Monolith to Microservices (Monday)
1 Day Workshop
Explore how to break apart a monolith and transition to a microservice architecture
Many people interested in adopting microservice architectures already have lots of valuable working software that uses different architectures. Rather than throwing all that away and undertaking a "Big Bang" rewrite, you can save time, headaches, and money by adapting what you already have and incrementally adopting a microservice architecture.
In this workshop we'll explore a number of techniques that allow you to incrementally migrate from existing monolithic applications or vendor-based software to microservice architectures.

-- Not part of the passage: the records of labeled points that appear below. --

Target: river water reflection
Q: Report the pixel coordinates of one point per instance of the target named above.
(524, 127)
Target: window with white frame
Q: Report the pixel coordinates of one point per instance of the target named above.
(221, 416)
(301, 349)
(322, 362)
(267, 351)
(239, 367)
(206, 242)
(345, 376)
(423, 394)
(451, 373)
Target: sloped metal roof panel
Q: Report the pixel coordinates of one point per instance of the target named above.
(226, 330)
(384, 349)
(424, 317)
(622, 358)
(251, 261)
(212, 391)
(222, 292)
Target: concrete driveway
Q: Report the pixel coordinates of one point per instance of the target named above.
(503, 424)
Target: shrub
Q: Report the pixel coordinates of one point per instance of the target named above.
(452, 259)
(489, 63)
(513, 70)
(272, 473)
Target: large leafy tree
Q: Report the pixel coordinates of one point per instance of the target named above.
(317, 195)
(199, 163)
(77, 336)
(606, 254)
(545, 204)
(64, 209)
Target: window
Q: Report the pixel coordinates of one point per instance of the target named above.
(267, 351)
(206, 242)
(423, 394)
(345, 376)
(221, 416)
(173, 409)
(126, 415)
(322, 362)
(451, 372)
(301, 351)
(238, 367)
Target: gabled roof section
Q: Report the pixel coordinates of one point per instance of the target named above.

You'll learn how to make the necessary architectural changes to adopt microservices without needing to resort to a "Big Bang" rewrite.
We'll also explore how to plan and prioritse a transition, including how to make sure you can make progress while still shipping features.
What you'll learn and how you can apply it
By the end of this live online course, you’ll understand:
- How to prioritize what to migrate first
- How to keep your existing software running and serving customers while moving functionality to a new architecture
- How to break down migration into multiple discrete steps
And you’ll be able to:
- Use a variety of migration patterns in different contexts to make adopting microservices easier
- See architecture less as a static, non-changing entity and more as something you must continuously change to make sure it’s fit for its purpose
This training course is for you because…
- You're currently struggling with a large monolithic system.
- You have a big COTS product you want to replace with your own solution.
- You want to incrementally migrate toward a microservice architecture.
A basic understanding of microservices is useful, but not essential. This class is not a coding workshop, but will be interactive, making use of group exercises to help participants explore the topics.